JOURNAL ARTICLE
RANDOMIZED CONTROLLED TRIAL

Vegetable protein intake is associated with lower gallbladder disease risk: Findings from the Women's Health Initiative prospective cohort

Eric M Lander, Betsy C Wertheim, Stephanie M Koch, Zhao Chen, Chiu-Hsieh Hsu, Cynthia A Thomson
Preventive Medicine 2016, 88: 20-6
27009631

OBJECTIVE: This study aimed to measure associations between gallbladder disease and protein intake patterns, separated by quantity and type (vegetable vs. animal), among postmenopausal women.

METHODS: Analyses were based on 130,859 postmenopausal women enrolled from 1993 to 1998 at 40 U.S. clinical centers in the Women's Health Initiative clinical trials and observational study. Women were excluded if they reported a history of gallbladder disease prior to baseline. Cox proportional hazards regression models, adjusted for gallbladder disease risk factors, were used to estimate hazard ratios (HRs) and 95% confidence intervals (CIs) for associations between energy-adjusted protein intake and gallbladder disease.

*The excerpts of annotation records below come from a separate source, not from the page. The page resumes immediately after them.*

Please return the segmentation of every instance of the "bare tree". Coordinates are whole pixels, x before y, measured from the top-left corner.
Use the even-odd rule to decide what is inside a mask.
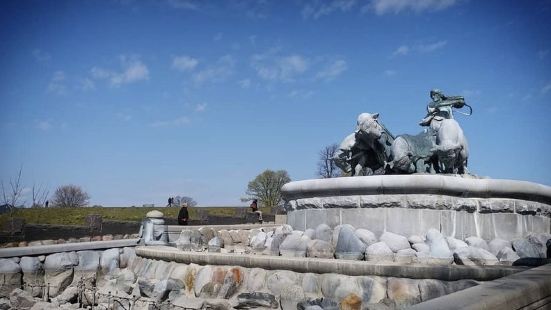
[[[13,211],[16,207],[18,207],[20,204],[25,204],[24,202],[21,203],[21,193],[23,191],[23,186],[21,185],[21,173],[23,171],[23,167],[19,168],[19,173],[17,174],[16,179],[11,179],[9,182],[9,188],[6,188],[4,186],[4,181],[1,182],[2,187],[2,204],[8,206],[10,208],[10,215],[13,216]]]
[[[36,185],[33,184],[32,187],[32,198],[33,203],[31,205],[32,208],[42,208],[45,207],[45,202],[48,199],[48,194],[50,191],[43,186],[43,185]]]
[[[59,208],[78,208],[88,205],[90,196],[80,186],[63,185],[52,197],[52,205]]]
[[[264,207],[276,207],[281,201],[281,187],[290,181],[285,170],[266,170],[247,185],[247,200],[258,199]]]
[[[333,160],[333,156],[335,156],[338,149],[339,145],[333,143],[324,147],[319,152],[320,159],[318,161],[318,175],[320,177],[327,179],[340,176],[340,170],[337,165],[335,165],[335,161]]]

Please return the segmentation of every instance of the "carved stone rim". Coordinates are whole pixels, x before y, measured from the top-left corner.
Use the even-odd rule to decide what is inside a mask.
[[[551,205],[551,187],[518,180],[475,179],[450,175],[376,175],[311,179],[283,185],[285,201],[299,198],[434,194],[465,198],[513,198]]]

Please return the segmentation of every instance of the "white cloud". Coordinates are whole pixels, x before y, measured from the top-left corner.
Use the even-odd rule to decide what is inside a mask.
[[[50,130],[50,128],[52,128],[52,123],[50,121],[38,121],[36,122],[36,128],[43,131],[47,131],[47,130]]]
[[[403,55],[407,55],[408,53],[409,53],[409,47],[407,45],[402,45],[392,53],[392,56],[403,56]]]
[[[176,119],[172,120],[161,120],[161,121],[155,121],[149,124],[149,126],[154,128],[160,128],[160,127],[181,127],[184,125],[188,125],[191,122],[191,120],[187,116],[178,117]]]
[[[199,64],[199,60],[186,55],[176,56],[172,58],[172,68],[185,72],[192,71]]]
[[[251,66],[259,77],[271,81],[292,81],[308,70],[309,60],[301,55],[278,55],[276,50],[255,54]]]
[[[195,105],[195,112],[204,112],[206,108],[207,108],[206,103],[199,103]]]
[[[241,88],[249,88],[251,87],[251,80],[250,79],[243,79],[237,82]]]
[[[42,50],[39,50],[39,49],[34,49],[33,50],[33,57],[38,62],[48,62],[48,61],[50,61],[50,59],[52,59],[50,54],[48,54],[48,53],[46,53]]]
[[[324,15],[329,15],[335,11],[350,11],[356,0],[333,0],[333,1],[312,1],[302,8],[302,17],[304,19],[318,19]]]
[[[547,94],[549,91],[551,91],[551,81],[548,81],[547,84],[545,84],[542,89],[541,89],[541,93],[542,94]]]
[[[67,94],[67,86],[65,85],[65,73],[63,71],[56,71],[48,84],[48,92],[58,95]]]
[[[318,72],[318,74],[316,74],[316,79],[331,81],[346,71],[347,68],[348,66],[345,60],[336,60]]]
[[[121,71],[106,70],[100,67],[93,67],[90,70],[95,79],[109,80],[111,86],[119,87],[123,84],[130,84],[149,79],[147,66],[136,56],[121,56]]]
[[[369,4],[362,8],[362,12],[371,9],[375,10],[377,15],[398,14],[402,11],[434,12],[449,8],[456,3],[456,0],[371,0]]]
[[[220,57],[216,64],[208,66],[193,75],[193,80],[197,84],[204,82],[217,82],[222,81],[233,74],[233,68],[235,67],[235,60],[230,55]]]

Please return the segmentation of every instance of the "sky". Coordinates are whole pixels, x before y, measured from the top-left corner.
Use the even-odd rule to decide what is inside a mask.
[[[265,169],[462,95],[469,171],[551,185],[551,1],[2,1],[0,180],[242,205]]]

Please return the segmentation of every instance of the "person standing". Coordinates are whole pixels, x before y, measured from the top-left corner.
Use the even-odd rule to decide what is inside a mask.
[[[254,199],[249,207],[252,209],[253,213],[258,214],[258,222],[262,224],[262,211],[258,210],[258,200]]]
[[[187,225],[189,221],[189,212],[187,210],[187,203],[182,203],[180,212],[178,212],[178,225]]]

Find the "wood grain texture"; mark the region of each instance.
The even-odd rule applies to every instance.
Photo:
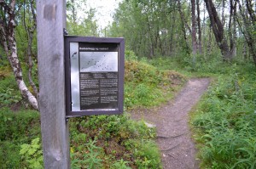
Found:
[[[38,100],[44,168],[70,168],[65,106],[65,0],[37,1]]]

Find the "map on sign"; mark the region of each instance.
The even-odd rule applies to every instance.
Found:
[[[80,52],[80,72],[118,71],[118,52]]]

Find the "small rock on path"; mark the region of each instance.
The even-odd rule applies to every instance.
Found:
[[[190,79],[174,101],[157,110],[143,110],[131,116],[156,126],[157,144],[164,169],[197,169],[196,150],[189,131],[188,113],[210,84],[209,78]]]

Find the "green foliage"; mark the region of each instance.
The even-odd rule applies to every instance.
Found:
[[[236,67],[218,77],[192,118],[204,168],[256,167],[255,67]]]
[[[125,105],[128,109],[159,105],[184,82],[185,77],[175,71],[159,70],[145,62],[125,61]]]
[[[25,168],[20,158],[20,146],[40,135],[39,114],[21,110],[13,113],[0,109],[0,164],[3,168]],[[32,160],[32,159],[31,159]]]
[[[126,164],[128,164],[128,161],[125,161],[123,159],[117,161],[114,164],[113,164],[112,168],[113,169],[131,169],[129,166],[126,166]]]
[[[154,129],[130,120],[125,114],[72,119],[72,165],[74,168],[131,168],[138,167],[146,158],[148,166],[159,168],[157,146],[149,141],[154,136]],[[148,150],[154,148],[155,151]]]
[[[24,163],[24,168],[43,169],[43,151],[39,138],[33,139],[31,144],[22,144],[20,148],[20,155]]]
[[[9,105],[11,104],[16,104],[21,100],[21,96],[14,93],[15,89],[8,87],[4,90],[0,88],[0,103],[3,105]]]

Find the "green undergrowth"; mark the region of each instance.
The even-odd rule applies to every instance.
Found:
[[[173,70],[158,68],[137,60],[125,61],[125,106],[160,105],[173,97],[186,77]]]
[[[256,168],[256,69],[233,65],[228,72],[192,114],[201,167]]]
[[[160,168],[154,129],[121,115],[71,119],[73,168]]]
[[[21,145],[40,137],[39,114],[35,110],[0,110],[0,164],[2,168],[26,168]],[[42,149],[42,148],[41,148]],[[42,155],[41,155],[42,156]]]
[[[39,114],[26,108],[13,75],[5,68],[0,83],[0,164],[3,168],[42,168]],[[186,78],[146,62],[125,61],[125,109],[159,105]],[[161,168],[155,130],[120,115],[69,120],[72,168]]]

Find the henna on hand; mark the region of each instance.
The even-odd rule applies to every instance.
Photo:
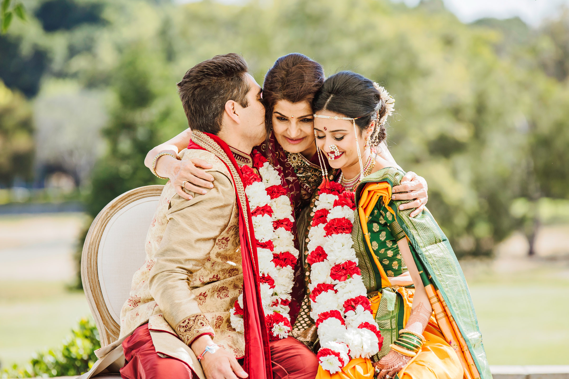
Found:
[[[423,302],[419,303],[411,310],[405,328],[422,334],[427,327],[432,313],[432,308],[430,304],[426,305]]]
[[[386,375],[389,375],[390,378],[393,378],[395,374],[405,366],[405,365],[411,360],[411,357],[408,357],[391,350],[379,362],[376,362],[372,364],[374,367],[380,369],[380,372],[377,374],[377,377],[378,379],[384,379]]]

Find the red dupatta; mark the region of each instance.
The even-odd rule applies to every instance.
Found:
[[[194,131],[188,149],[207,150],[227,166],[233,178],[239,209],[239,239],[243,269],[243,305],[245,314],[245,356],[244,369],[249,378],[273,379],[269,334],[259,291],[257,240],[253,234],[249,201],[237,161],[226,143],[216,135]]]

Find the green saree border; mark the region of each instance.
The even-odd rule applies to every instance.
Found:
[[[404,175],[404,172],[395,168],[387,167],[366,177],[356,189],[356,203],[358,203],[359,194],[367,183],[385,181],[393,187],[400,184]],[[421,262],[429,273],[429,279],[440,291],[466,342],[480,377],[492,379],[470,291],[448,239],[426,207],[421,214],[411,218],[409,214],[413,210],[399,211],[399,206],[404,202],[408,202],[390,201],[397,222],[414,248],[411,251],[414,253],[414,257]]]

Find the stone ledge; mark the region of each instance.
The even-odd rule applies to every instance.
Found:
[[[494,379],[569,379],[569,365],[490,366]]]

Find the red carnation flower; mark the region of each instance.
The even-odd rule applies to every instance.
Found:
[[[289,232],[292,231],[292,222],[287,218],[283,218],[282,220],[277,220],[273,222],[273,228],[277,230],[279,228],[284,228],[285,230]]]
[[[354,199],[354,193],[351,191],[345,191],[338,195],[338,198],[334,201],[333,206],[341,207],[345,205],[352,209],[356,210],[356,202]]]
[[[361,272],[353,261],[346,261],[337,264],[330,270],[330,277],[341,282],[349,279],[354,275],[361,275]]]
[[[306,261],[308,264],[313,265],[317,262],[324,262],[326,258],[328,258],[328,254],[324,251],[324,248],[321,246],[317,246],[307,257]]]
[[[296,264],[296,259],[288,251],[286,251],[278,254],[273,253],[273,263],[275,264],[275,266],[279,267],[290,266],[294,268],[295,265]]]
[[[331,193],[332,195],[339,195],[341,193],[344,192],[345,189],[344,188],[343,186],[337,182],[329,181],[326,184],[326,185],[323,186],[323,188],[320,189],[320,193]]]
[[[243,311],[243,309],[241,308],[241,306],[239,305],[239,302],[237,300],[235,301],[235,303],[233,304],[233,307],[235,308],[235,314],[243,315],[245,312]]]
[[[345,362],[343,359],[342,359],[342,357],[340,353],[337,351],[334,351],[332,349],[328,349],[327,347],[323,347],[318,351],[318,353],[316,354],[316,359],[318,359],[319,362],[320,358],[322,357],[328,356],[329,355],[333,355],[335,357],[337,357],[338,361],[339,361],[340,364],[341,364],[343,367],[348,364],[348,362]]]
[[[286,190],[282,186],[275,185],[274,186],[271,186],[270,187],[267,187],[267,193],[269,196],[271,197],[271,200],[276,199],[279,196],[282,196],[283,195],[286,195]]]
[[[257,207],[253,210],[253,211],[251,212],[251,216],[266,214],[272,216],[273,213],[273,208],[271,208],[271,206],[269,204],[265,204],[262,207]]]
[[[323,292],[329,291],[330,290],[333,290],[335,293],[338,292],[334,289],[334,286],[331,284],[328,284],[327,283],[319,283],[316,285],[316,286],[314,288],[314,289],[313,289],[310,293],[310,299],[312,301],[316,301],[316,297],[318,296],[318,295],[320,294]]]
[[[381,335],[381,332],[377,328],[377,325],[373,325],[366,322],[361,323],[357,327],[361,329],[367,329],[373,332],[373,334],[377,336],[377,340],[380,341],[380,350],[381,350],[381,346],[384,344],[384,336]]]
[[[259,277],[259,281],[261,283],[266,283],[271,288],[275,288],[275,280],[271,278],[270,275],[263,274]]]
[[[317,226],[320,224],[325,224],[328,221],[326,218],[328,217],[328,214],[330,211],[327,209],[319,209],[316,212],[314,213],[314,216],[312,217],[312,223],[311,224],[312,226]]]
[[[324,230],[326,236],[342,233],[349,234],[352,232],[352,222],[345,217],[333,218],[324,226]]]
[[[265,162],[269,161],[257,150],[253,150],[251,155],[253,155],[253,165],[257,168],[262,167]]]
[[[271,315],[265,316],[265,322],[267,325],[267,331],[269,332],[269,336],[271,341],[276,341],[281,339],[278,335],[275,335],[273,332],[273,326],[275,324],[282,322],[285,326],[288,326],[292,329],[292,327],[290,325],[290,321],[288,320],[288,319],[277,312],[274,313]]]
[[[273,250],[275,249],[275,245],[273,243],[273,241],[271,241],[271,240],[269,240],[266,242],[259,242],[258,241],[257,241],[257,247],[262,248],[263,249],[269,249],[271,251],[273,251]]]
[[[244,165],[241,167],[241,174],[243,176],[243,186],[245,188],[255,182],[262,181],[261,178],[257,174],[257,173],[247,165]]]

RESULTS: In this study sample, 8.1% of postmenopausal women self-reported incident gallbladder disease. In multivariate analysis, women in the highest quintile of energy-adjusted vegetable protein intake (>24.0g/d) had a lower risk of gallbladder disease (HR, 0.87; 95% CI, 0.81-0.93) as compared to women in the lowest quintile (<16.3g/d) (Ptrend<0.001). Total protein intake was modestly protective against gallbladder disease (Ptrend<0.021). Animal protein intake was not associated with gallbladder disease risk. The protective effect of vegetable protein held stable only for women without history of diabetes (HR, 0.86; 95% CI, 0.80-0.92) and without recent weight loss (HR, 0.88; 95% CI, 0.80-0.97).

CONCLUSIONS: Vegetable protein intake is inversely associated with gallbladder disease risk in our sample of postmenopausal women. In addition to weight management, healthcare providers could emphasize vegetable protein as an additional dietary modality to promote lower risk for gallbladder disease.